Para iniciar su labor, José Carlos
Mariátegui, partió de consideraciones muy puntuales:
Los sectores criollos burgueses no estaban capacitados para forjar
un proyecto nacional, se requería, con urgencia, levantar una
propuesta para resolver el problema de la tierra,
concentrada en las manos de los terratenientes.
El Estado centralista era un
instrumento del gamonalismo y de los sectores criollos, que le servían
como herramienta de dominación o como botín para beneficiarse. El
Estado republicano excluyó a las masas rurales y población nativa.

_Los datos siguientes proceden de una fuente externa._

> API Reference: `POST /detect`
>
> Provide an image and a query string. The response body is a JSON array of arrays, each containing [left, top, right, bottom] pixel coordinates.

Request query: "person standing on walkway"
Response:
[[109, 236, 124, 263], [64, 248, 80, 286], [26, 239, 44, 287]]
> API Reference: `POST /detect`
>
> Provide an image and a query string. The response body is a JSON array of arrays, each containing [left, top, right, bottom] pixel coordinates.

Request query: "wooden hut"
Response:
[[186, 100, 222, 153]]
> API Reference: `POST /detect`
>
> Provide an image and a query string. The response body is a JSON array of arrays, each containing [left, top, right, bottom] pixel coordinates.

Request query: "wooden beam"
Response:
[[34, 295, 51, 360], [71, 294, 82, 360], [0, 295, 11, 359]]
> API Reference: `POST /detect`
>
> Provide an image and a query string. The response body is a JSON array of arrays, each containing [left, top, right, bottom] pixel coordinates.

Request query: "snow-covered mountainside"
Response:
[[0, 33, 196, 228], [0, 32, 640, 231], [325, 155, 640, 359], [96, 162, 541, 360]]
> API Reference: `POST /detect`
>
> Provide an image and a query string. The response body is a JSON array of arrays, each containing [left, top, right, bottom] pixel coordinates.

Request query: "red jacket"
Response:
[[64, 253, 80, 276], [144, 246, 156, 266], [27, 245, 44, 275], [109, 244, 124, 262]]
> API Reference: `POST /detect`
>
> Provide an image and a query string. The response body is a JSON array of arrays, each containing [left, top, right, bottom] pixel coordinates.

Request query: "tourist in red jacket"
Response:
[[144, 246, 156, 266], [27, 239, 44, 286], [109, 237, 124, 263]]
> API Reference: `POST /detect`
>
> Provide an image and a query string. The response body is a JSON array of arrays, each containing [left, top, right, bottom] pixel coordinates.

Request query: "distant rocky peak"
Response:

El indio, considerado en la
mentalidad feudal y criolla como una criatura inferior fue privado
de todo derecho y de toda posibilidad de beneficio cívico y
ciudadano.
La democracia en un régimen de
servidumbre era simplemente una caricatura. La libertad se concebía
como la facultad para transar negocios que beneficiaron a los
acaparadores del guano y del salitre, de los minerales, de los
varones del algodón y del azúcar.
El pueblo estuvo al margen de los
beneficios de ese intercambio, aunque era el músculo y la fuerza de
trabajo al que se le imponían formas de explotación que lindaban
en el esclavismo.
En el Perú, concluye José Carlos
Mariátegui, no hemos tenido clase dirigente, sino clase dominante,
por eso mismo no se forjó un proyecto nacional de desarrollo y aún
está inconclusa la formación de la nación peruana.
La democracia jamás fue entendida
por las clases dominantes como una concepción y una práctica que
permite integrar al progreso y al desarrollo a los sectores
populares y poblaciones nativas, y desarrollar políticas y acciones
de descentralización y de integración del país.
Mariátegui dedujo que para
revertir ese estado de cosas requería de una nueva clase social,
que, actuando como clase dirigente, fuera capaz de emprender y
culminar las tareas
históricas que la burguesía criolla no había sido capaz de
iniciar.
El reto tenía que ser asumido por
la clase obrera, en tanto se formara ideológica y políticamente,
así adquiriría una concepción científica y doctrinaria (el
marxismo–leninismo) y adquiriría también un método de
investigación (el materialismo dialéctico)
La ideología se convertiría en
fuerza material, en voluntad
y convicción para transformar la sociedad peruana.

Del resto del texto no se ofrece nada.